What you’re expecting is logical, but the behavior you’re seeing usually comes from how proration is actually applied in plan switches (monthly → yearly):
- Proration credit is calculated on the unused portion of the current billing period
- But during an interval change (monthly → yearly), Dodo doesn’t simply “refund” the full unused amount
- Instead, it:
- Computes unused time value on the monthly plan
- Applies it as a discount against the yearly price
- Often normalizes across billing intervals (not 1:1 dollar carryover)
Why you see ~$0.04 instead of ~$1.01:
- The system prorates based on time fraction within the billing cycle, not “time since purchase”

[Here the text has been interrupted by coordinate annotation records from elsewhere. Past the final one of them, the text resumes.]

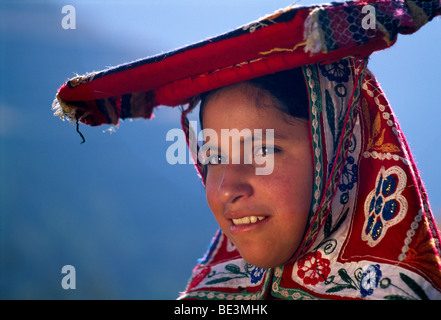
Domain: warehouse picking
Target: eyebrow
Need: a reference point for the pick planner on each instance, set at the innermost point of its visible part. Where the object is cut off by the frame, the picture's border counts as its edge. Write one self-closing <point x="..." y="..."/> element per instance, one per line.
<point x="277" y="136"/>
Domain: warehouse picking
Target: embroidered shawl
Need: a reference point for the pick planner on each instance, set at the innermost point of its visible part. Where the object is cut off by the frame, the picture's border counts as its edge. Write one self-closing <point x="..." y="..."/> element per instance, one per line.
<point x="371" y="233"/>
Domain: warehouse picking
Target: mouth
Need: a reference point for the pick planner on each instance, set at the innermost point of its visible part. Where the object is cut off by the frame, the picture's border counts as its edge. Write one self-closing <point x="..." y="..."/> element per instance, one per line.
<point x="247" y="220"/>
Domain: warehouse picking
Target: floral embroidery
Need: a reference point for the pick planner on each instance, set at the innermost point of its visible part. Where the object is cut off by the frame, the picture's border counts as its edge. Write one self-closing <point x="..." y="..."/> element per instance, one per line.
<point x="313" y="268"/>
<point x="384" y="206"/>
<point x="376" y="134"/>
<point x="256" y="274"/>
<point x="336" y="71"/>
<point x="370" y="280"/>
<point x="234" y="272"/>
<point x="198" y="278"/>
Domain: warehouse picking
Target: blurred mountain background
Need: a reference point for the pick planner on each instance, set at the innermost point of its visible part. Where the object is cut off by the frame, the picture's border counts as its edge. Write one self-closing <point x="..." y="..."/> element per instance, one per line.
<point x="132" y="225"/>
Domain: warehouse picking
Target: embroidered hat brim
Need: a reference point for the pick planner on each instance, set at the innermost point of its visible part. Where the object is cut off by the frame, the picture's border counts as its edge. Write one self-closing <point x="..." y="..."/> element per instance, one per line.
<point x="289" y="38"/>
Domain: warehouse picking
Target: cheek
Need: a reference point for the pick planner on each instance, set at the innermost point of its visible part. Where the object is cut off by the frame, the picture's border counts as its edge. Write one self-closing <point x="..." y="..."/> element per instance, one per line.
<point x="211" y="194"/>
<point x="294" y="185"/>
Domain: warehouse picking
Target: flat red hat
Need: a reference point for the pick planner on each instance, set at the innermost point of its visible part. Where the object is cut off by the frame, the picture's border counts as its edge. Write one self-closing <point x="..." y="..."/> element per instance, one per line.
<point x="289" y="38"/>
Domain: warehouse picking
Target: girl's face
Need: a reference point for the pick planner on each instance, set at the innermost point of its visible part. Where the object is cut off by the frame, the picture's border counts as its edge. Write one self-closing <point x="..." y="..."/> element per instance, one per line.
<point x="265" y="216"/>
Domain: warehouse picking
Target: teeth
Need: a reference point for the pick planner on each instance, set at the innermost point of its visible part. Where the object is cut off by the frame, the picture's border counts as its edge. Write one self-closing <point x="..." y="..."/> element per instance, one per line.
<point x="248" y="220"/>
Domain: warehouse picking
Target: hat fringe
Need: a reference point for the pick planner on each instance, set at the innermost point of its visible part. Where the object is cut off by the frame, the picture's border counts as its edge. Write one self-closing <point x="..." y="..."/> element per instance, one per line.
<point x="313" y="34"/>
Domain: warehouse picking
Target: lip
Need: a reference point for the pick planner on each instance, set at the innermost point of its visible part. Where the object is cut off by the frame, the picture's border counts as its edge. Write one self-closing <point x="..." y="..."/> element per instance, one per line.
<point x="243" y="228"/>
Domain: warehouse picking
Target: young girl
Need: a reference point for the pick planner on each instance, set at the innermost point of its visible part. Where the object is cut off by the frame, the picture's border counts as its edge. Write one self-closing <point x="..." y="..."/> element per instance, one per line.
<point x="343" y="214"/>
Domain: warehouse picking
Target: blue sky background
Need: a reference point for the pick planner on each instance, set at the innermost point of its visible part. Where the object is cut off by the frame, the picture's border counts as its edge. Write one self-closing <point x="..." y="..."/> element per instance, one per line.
<point x="131" y="224"/>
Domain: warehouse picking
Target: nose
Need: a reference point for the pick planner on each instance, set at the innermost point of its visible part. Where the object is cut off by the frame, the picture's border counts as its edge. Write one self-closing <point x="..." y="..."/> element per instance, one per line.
<point x="235" y="184"/>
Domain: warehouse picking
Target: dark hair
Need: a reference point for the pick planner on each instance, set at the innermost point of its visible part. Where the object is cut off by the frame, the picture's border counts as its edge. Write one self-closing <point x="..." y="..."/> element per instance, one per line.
<point x="288" y="87"/>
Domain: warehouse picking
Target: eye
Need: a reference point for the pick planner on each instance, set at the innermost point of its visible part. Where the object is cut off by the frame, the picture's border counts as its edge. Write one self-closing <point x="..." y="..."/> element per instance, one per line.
<point x="265" y="150"/>
<point x="216" y="159"/>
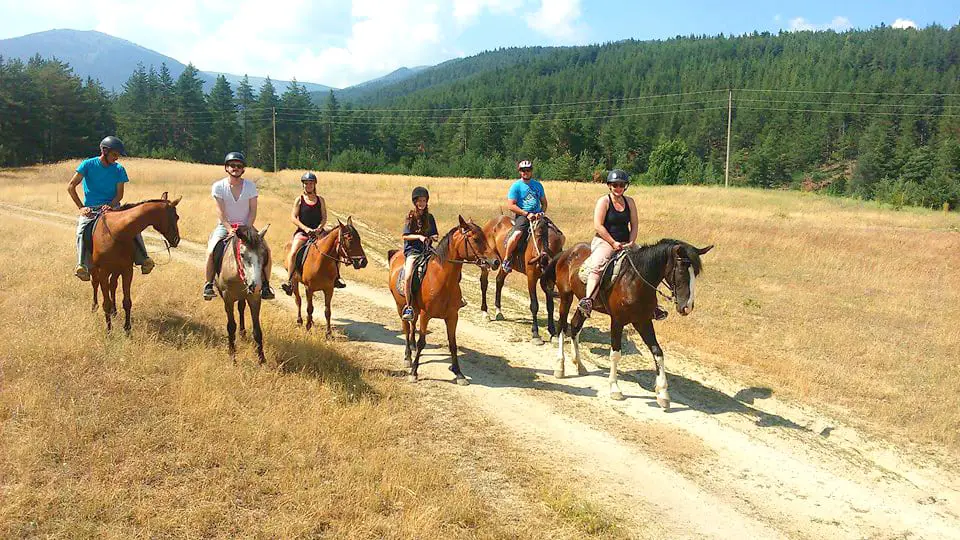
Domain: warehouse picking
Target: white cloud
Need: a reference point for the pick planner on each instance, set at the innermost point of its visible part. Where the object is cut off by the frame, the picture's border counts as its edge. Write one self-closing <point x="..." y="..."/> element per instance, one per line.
<point x="558" y="20"/>
<point x="466" y="11"/>
<point x="838" y="24"/>
<point x="904" y="23"/>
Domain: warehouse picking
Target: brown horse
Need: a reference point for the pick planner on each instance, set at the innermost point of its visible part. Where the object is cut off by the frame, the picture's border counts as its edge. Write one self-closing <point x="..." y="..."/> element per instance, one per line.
<point x="531" y="262"/>
<point x="240" y="280"/>
<point x="630" y="299"/>
<point x="113" y="245"/>
<point x="321" y="266"/>
<point x="439" y="294"/>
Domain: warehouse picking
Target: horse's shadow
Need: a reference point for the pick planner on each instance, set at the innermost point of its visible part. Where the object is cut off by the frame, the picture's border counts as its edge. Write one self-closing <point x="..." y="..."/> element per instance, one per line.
<point x="294" y="356"/>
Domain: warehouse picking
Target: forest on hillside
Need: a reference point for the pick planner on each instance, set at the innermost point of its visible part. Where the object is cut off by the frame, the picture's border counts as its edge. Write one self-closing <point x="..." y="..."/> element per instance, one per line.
<point x="873" y="114"/>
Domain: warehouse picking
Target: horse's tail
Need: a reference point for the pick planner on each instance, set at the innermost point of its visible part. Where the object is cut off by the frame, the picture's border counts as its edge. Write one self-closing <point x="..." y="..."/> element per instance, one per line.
<point x="549" y="277"/>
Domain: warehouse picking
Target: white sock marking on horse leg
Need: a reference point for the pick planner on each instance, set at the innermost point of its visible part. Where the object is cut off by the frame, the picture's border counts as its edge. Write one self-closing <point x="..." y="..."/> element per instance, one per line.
<point x="614" y="360"/>
<point x="558" y="370"/>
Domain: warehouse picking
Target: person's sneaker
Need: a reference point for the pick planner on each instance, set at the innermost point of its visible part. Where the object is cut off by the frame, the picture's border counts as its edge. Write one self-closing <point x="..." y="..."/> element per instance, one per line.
<point x="266" y="292"/>
<point x="585" y="307"/>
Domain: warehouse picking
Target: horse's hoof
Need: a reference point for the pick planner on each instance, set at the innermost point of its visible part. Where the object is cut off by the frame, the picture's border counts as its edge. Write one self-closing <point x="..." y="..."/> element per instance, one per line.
<point x="663" y="400"/>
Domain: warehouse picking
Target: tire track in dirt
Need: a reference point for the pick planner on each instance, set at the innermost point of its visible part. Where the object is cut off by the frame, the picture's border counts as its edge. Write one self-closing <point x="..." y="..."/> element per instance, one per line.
<point x="714" y="466"/>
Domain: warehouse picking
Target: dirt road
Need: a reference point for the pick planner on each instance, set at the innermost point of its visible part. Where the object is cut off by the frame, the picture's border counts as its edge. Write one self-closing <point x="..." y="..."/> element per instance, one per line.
<point x="726" y="461"/>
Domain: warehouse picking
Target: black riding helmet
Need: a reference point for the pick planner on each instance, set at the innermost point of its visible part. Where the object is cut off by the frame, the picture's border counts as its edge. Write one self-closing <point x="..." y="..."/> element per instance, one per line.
<point x="618" y="175"/>
<point x="113" y="143"/>
<point x="234" y="156"/>
<point x="420" y="191"/>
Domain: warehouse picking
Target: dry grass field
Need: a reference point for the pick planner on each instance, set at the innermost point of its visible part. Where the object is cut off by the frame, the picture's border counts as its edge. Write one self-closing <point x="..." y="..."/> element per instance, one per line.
<point x="157" y="434"/>
<point x="836" y="302"/>
<point x="843" y="305"/>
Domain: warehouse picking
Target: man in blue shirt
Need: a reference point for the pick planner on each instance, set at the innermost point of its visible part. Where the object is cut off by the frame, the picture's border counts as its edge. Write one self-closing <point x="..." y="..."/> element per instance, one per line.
<point x="102" y="179"/>
<point x="528" y="201"/>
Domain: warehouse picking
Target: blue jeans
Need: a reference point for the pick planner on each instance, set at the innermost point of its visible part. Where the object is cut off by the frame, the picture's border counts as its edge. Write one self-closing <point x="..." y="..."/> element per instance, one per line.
<point x="84" y="247"/>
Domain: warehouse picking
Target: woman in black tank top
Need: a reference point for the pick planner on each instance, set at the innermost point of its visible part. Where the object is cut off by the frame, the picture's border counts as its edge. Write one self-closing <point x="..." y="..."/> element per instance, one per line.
<point x="616" y="230"/>
<point x="309" y="218"/>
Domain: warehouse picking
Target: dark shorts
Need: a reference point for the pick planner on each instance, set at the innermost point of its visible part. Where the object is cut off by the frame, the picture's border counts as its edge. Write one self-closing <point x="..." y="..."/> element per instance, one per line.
<point x="520" y="224"/>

- Even a few seconds can round into a minimal fraction depending on:
- Time granularity (seconds vs minutes vs billing ticks)
- Rounding rules
- Then it applies that fractional value against a much larger yearly cycle, which can shrink the visible credit
In short:
- It’s time-based, not payment-based
- It’s interval-normalized + rounded, not a full refund of the last charge
If you want exact numbers for your case, you’ll need to check:
- The precise timestamps used for period start/end
- The rounding precision applied internally
If this looks off beyond rounding (~$1 → $0.04 is quite a drop), it’s worth raising with support—could be plan configuration or proration settings.